What? Explain, Helena!
Okay, darlings, I will.
When I first created my nom de plume, I confess I was ripping on a couple of things. First, I knew that there was a factory girl of Andy Warhol’s called Helena Handbasket. (Of course, this is a pseudonym as well, darlings, unless there really is a Mr. & Mrs. Handbasket out there — cruel fuckers who thought that the name Helena might just be perfect for their little girl).
But then I thought about it a bit, and took a piece of my real history (My grandmother’s maiden name was Hann) and another bit of Warhol association (Basquiat and Warhol collaborated on a bunch of art in the mid-80s).

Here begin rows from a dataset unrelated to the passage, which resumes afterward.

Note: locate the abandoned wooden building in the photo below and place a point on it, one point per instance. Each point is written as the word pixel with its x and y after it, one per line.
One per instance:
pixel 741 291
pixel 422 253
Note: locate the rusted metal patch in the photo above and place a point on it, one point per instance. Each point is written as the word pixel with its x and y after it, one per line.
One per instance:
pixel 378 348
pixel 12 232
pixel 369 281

So then, I had to choose an avatar, darlings. One that would best reflect the sassy, in your face, say anything dilettante that you have all come to know and love.

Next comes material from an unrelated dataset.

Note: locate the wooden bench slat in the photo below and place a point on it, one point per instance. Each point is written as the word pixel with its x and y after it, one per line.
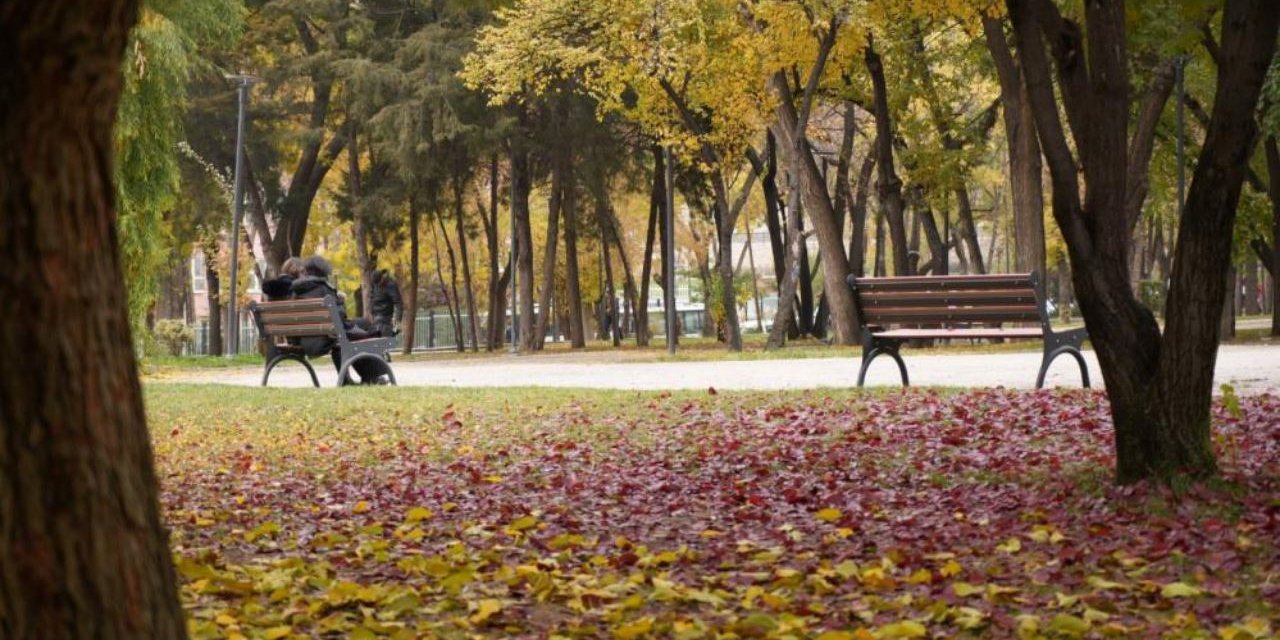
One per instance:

And so, up until recently, I’d been using a blurry still from a 1967 screen test of Helena Handbasket, which I’d painted lipstick and a cigarette on. These screen tests are infamous in that they disappeared in 1968, and were missing for nearly 20 years. I was talking to someone around the time of Lou Reed‘s death, and talk turned to Warhol and the Chelsea Girls and whatnot, and someone told me that the screen tests had made their way to the internet.
I did not know that! I was so excited.
What I hadn’t considered — what hadn’t even crossed my mind when I chose that blurry still as my avatar — was Andy Warhol’s fondness for transvestites.
Like the crying man said after his trip to a brothel in Thailand, I thought he was a girl.
Well, more fool me, darlings, and I give a big round of applause to Miss Handbasket, wherever she is.
But, know that I knew that, I could never un-know it, and besides, I wasn’t going to use that picture for the cover art for my book. It was time for something new — something sexy; something glamourous — something with smaller hands and no Adam’s apple. And it was decidedly time to be rid of that cigarette, too.
And so, John W. Howell, now you know why I have replaced my avatar. As glamourous as Miss Handbasket might have been, the real Helena Hann-Basquiat is more glamourous still.